Der Endanflug im Wettbewerb wird in der Regel mit mehr Risiko geflogen als der Endanflug nach einem OLC-Überlandflug, wo es nur ums Ankommen geht, aber nicht um die Zeit.

In Wettbewerben sind Endanflüge mit MacCready-Werten von mehr als 2 m/s nicht unüblich, sie führen zu brutaler Belastung von Mensch und Material. Das kommt immer dann vor, wenn die Thermik beim Endanflug viel besser ist, als du sie vorher eingeschätzt hast, oder wenn du mit zu viel Sicherheit fliegt.

Du bist über deinem Gleitpfad, der Arm ist lang, die Häuser groß, Fahrt bei 200 oder drüber. Du bist auf mittlerer Thermikhöhe, aber natürlich geht es immer noch an den Wolken lang. Da triffst du dann einen 3 m/s Bart mittschiffs. Das wird im Karton rappeln, dass dir Hören und Sehen vergeht. Es muss dir klar sein, dass du jetzt mit scharfem Ziehen alle Festigkeitsgrenzen deines Flugzeugs überschreiten würdest. Deshalb musst du die Ruhe behalten und langsam und bedächtig ziehen, lässt die Maschine hochschießen, drückst nach, sie fällt aus dem Bart, dein Magen kommt hoch, der Flieger kippt nach vorne und schon liegen wieder 200 km/h an. Wenn du noch Wasser drin hast, ist das etwas weniger brutal.
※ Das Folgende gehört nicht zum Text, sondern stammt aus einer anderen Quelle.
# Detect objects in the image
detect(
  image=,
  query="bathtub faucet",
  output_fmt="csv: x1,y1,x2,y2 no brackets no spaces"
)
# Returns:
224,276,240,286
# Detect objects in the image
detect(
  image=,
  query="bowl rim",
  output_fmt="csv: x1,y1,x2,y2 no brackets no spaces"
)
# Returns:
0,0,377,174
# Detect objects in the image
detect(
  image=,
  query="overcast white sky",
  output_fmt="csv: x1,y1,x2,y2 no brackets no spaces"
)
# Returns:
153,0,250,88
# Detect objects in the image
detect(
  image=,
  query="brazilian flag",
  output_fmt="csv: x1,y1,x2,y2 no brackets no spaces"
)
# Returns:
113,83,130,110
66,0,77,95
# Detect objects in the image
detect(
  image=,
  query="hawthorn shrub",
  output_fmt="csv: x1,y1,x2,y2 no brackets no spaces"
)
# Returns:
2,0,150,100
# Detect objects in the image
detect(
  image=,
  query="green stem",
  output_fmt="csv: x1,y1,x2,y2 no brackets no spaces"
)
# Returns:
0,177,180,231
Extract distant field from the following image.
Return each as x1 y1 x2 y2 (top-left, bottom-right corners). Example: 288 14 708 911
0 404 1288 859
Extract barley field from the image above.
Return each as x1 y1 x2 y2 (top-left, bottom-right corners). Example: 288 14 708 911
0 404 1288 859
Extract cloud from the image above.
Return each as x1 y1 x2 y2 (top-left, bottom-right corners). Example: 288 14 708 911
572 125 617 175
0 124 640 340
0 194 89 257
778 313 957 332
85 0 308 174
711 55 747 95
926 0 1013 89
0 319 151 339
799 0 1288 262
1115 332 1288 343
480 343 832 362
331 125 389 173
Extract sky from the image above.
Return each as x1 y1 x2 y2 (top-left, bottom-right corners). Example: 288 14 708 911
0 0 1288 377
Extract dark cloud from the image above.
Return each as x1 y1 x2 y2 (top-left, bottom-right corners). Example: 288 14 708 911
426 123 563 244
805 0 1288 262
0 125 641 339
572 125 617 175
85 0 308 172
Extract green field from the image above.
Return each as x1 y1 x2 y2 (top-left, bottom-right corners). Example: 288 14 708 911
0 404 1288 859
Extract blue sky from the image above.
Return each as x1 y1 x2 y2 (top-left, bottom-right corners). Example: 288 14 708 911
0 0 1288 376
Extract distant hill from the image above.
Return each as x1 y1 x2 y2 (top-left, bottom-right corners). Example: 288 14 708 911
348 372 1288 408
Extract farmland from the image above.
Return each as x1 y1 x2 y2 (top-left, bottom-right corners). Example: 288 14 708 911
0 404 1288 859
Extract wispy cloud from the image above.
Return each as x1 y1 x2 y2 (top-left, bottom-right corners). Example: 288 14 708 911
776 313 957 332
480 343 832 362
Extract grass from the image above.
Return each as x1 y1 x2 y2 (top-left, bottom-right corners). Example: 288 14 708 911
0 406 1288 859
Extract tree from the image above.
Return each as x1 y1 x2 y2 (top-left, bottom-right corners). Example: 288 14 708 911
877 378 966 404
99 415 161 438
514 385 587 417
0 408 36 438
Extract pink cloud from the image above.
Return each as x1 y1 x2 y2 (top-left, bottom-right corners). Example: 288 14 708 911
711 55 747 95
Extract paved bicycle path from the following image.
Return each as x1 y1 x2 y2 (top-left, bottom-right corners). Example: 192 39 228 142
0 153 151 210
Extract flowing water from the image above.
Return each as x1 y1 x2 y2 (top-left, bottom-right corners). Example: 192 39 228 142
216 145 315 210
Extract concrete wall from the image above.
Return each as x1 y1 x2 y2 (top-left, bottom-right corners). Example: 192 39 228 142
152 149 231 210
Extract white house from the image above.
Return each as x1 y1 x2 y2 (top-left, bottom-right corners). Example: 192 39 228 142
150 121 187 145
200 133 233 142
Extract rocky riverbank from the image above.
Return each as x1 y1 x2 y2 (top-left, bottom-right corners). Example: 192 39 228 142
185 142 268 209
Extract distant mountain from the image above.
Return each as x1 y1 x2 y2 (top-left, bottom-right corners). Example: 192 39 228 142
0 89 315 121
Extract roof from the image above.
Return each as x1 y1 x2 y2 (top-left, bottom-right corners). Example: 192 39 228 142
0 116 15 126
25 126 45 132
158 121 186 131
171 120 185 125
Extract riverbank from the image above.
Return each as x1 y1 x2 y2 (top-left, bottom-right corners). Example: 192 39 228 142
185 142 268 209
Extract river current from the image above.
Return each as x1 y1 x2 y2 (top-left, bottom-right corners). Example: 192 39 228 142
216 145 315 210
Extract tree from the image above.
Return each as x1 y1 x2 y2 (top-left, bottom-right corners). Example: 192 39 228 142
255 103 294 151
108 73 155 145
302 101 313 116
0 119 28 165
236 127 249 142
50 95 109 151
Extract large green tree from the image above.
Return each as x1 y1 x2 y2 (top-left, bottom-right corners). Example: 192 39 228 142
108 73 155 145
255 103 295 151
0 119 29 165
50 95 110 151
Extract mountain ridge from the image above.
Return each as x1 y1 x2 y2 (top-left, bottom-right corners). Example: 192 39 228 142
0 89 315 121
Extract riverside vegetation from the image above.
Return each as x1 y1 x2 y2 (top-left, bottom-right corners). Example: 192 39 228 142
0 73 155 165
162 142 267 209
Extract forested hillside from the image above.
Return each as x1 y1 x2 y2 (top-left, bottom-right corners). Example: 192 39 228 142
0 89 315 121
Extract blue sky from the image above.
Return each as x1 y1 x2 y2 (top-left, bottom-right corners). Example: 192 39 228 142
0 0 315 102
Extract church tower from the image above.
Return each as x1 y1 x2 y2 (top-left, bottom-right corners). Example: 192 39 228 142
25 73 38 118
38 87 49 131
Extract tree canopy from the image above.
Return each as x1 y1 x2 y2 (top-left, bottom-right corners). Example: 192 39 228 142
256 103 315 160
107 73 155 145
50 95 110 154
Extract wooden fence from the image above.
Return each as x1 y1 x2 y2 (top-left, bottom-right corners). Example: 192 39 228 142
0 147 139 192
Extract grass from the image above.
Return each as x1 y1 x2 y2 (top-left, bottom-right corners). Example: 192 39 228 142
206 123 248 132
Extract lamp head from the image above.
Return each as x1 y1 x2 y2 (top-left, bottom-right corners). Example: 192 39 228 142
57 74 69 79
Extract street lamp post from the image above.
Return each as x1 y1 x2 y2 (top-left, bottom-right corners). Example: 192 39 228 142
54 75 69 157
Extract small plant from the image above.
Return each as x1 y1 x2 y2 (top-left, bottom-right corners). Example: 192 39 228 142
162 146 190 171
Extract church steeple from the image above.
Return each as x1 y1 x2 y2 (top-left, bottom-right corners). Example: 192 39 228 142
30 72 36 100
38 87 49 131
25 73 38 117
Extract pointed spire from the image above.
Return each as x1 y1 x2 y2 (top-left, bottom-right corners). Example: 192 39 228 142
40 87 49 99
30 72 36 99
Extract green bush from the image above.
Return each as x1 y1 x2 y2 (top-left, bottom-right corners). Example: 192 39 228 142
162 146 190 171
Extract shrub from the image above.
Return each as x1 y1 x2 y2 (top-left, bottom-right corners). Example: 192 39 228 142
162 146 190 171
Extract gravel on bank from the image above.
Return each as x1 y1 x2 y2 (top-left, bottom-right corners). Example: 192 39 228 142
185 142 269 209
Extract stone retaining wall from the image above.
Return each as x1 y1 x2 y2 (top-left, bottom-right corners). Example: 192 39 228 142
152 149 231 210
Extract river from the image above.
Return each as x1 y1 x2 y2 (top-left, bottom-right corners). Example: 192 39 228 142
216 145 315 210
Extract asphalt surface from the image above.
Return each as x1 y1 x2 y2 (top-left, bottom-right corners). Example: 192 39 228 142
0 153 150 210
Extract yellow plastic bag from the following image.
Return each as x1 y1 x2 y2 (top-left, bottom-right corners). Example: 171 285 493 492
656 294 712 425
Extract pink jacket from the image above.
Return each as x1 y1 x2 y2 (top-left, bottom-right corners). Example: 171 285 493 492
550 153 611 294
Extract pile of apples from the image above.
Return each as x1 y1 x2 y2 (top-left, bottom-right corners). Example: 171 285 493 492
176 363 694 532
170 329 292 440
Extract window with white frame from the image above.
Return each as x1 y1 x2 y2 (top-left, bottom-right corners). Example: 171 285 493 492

Du siehst, du musst darauf achten, nicht zu hoch über deinen Gleitpfad zu kommen und den Energieabbau in vertretbarem Rahmen halten. MacCready-Werte von 2,5 (dazu kommen noch 1,5 m/s meteorologisches Fallen -- schau mal in deine Polare) fordern schon bei einer leeren LS4 Geschwindigkeiten über 200 km/h, mit Wasser kommst du an den roten Strich. Je besser dein Flugzeug ist, desto eher kommst du im Endanflug an die Betriebsgrenzen deiner Kiste.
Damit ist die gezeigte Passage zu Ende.